Molotov Man freezes Arauz’s movement, framing an act of violence he is about to commit. His facial expression is self-explanatory, and his semi-civilian clothing tell us he is part of the opposition. All of this visual information also gives us an idea as to who he is about to throw the Molotov to. And it is exactly these “external” details that accentuate the confusion surrounding Bilici’s images from the Karlov assassination. We expect Arauz to throw a Molotov, but for Karlov’s assailant, the external qualities by which we choose to define him are a mix of  “clean cut” and “elegantly dressed”. These definitions in turn, determine our own level of surprise. And, inescapably, we romanticize, “he looks just like James Bond in that frame.” Now that is the blurry line between reality and fiction, which Lesser talks about.

As Molotov Man turns into an icon, it starts popping up as illustrations and a much controversial oil painting. During its journey which starts off as possibly an archival image for a photojournalist/documentary photographer, it slowly evolves into art and while doing that its context slowly starts to disappear.
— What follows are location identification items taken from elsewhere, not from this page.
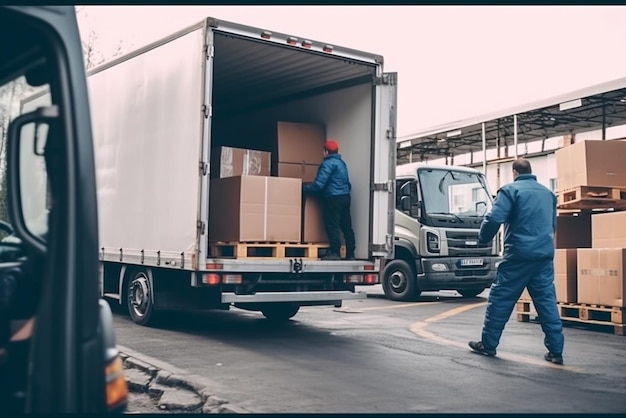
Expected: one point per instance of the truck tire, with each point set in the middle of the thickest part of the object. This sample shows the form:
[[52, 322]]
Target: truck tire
[[470, 293], [139, 298], [399, 281], [280, 311]]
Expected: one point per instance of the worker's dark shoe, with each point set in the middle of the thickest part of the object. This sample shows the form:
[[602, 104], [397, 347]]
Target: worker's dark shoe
[[553, 358], [479, 347]]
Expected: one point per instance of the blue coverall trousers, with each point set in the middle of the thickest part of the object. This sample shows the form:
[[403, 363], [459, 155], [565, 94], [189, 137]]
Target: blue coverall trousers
[[511, 279]]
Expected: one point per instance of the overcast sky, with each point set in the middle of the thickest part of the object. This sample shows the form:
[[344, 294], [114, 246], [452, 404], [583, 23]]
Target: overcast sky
[[453, 62]]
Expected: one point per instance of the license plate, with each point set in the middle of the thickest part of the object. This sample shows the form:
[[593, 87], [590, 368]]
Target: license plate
[[471, 262]]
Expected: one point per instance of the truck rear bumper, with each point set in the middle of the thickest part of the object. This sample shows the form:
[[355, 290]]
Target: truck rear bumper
[[329, 297]]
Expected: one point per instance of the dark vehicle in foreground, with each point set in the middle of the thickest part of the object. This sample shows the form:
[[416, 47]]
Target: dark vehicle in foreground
[[61, 355]]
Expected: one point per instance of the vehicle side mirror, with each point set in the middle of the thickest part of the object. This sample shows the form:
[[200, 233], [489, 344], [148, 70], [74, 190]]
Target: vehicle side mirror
[[405, 203], [405, 190], [26, 175]]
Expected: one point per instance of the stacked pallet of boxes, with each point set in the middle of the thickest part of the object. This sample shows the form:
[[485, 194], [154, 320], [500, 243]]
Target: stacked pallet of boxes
[[256, 195], [590, 257]]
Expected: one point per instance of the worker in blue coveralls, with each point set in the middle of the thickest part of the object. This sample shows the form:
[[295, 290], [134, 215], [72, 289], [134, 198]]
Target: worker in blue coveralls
[[528, 211], [332, 183]]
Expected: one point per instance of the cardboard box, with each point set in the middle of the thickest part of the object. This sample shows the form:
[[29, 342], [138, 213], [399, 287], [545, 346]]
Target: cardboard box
[[232, 162], [601, 276], [573, 231], [305, 172], [301, 143], [608, 230], [255, 209], [313, 230], [565, 281], [591, 163]]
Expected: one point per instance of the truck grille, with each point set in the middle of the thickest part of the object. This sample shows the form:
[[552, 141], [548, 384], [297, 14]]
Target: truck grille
[[461, 243]]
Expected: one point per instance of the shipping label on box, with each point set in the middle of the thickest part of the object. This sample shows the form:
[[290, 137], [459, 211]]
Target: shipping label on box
[[601, 276], [591, 163], [608, 230], [255, 209], [573, 231], [232, 162], [565, 280]]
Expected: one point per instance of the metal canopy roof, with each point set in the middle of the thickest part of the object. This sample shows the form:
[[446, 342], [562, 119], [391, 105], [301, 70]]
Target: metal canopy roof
[[602, 105]]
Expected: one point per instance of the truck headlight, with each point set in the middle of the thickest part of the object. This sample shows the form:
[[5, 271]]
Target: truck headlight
[[439, 267], [432, 242]]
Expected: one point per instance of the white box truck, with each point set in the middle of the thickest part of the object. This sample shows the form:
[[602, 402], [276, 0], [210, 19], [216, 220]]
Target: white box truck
[[159, 111]]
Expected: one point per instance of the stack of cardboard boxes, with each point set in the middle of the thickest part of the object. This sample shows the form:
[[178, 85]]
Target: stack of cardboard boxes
[[590, 253], [256, 196]]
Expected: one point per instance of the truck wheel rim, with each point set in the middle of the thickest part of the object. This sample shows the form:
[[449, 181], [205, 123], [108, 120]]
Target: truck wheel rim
[[397, 280], [139, 295]]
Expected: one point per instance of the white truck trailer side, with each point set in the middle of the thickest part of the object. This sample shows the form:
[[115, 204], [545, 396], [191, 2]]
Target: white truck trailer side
[[160, 110]]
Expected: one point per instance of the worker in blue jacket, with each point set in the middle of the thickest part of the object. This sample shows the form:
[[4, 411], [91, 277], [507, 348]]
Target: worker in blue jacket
[[528, 211], [332, 184]]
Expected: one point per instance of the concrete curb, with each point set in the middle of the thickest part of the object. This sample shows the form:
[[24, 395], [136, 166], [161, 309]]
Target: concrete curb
[[175, 389]]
Possibly the most agonizing and much talked about stage of this inevitable evolution is when a New York based artist Joy Garnett turns the image which Meiselas produced, into an oil painting and includes it in her solo exhibition titled Riot. Garnett’s inclusion of Molotov Man in her exhibit as one of her paintings opens space up for arguments on release (permission)copyright and most importantly, context. The sides to the controversy, Garnett and Meiselas, over the long run, pen an article in 2007 for Harper’s Magazine’s February issue. In this rare “face off”, Meiselas accuses Garnett of taking Molotov Man out of context through isolation and minimization. According to her argument, this image has a meaning only within its own context and she believes that Garnett’s rendition of it is yet another step to lose Arauz, in his identity as the Molotov Man, in the chaos we call pop-culture.

Meiselas ascertains that none of the images in the Riot exhibit, including the painting of Molotov Man by Garnett, imply “resistance” or “riot”. By saying that she means to tell us of a deeper narrative: Molotov Man, while within context, documents the end of a dictatorship. Meaning, he is not just any Molotov throwing guy, at any given time of any odd protest. She tells us that in the photograph, Arauz, being part of the anti-Samoza camp, is about to throw the Molotov cocktail he is holding to one of the last national guard garrisons controlled by the Somoza regime.

Responsibility towards the subject

Garnett on the other hand defends that each instance of taking Molotov Man out of context contributes to it becoming universal. In support of her argument, she refers to a question a blogger named “nmazca” poses her over the internet: “who owns the rights to this man’s (Arauz’s) struggle?”

In sum, for us photojournalists context precedes everything else. And despite the hails among the audience for Caravaggio or James Bond, for the photos of the Karlov assassination the context is clear: there stands an armed assailant, and the immediate aftermath of a planned murder. This is not a movie, or a play staged for the theater. The photographer holds responsibility towards the subject, and the most important question that needs to be asked is “who owns the rights to the attack which costed Karlov his life?”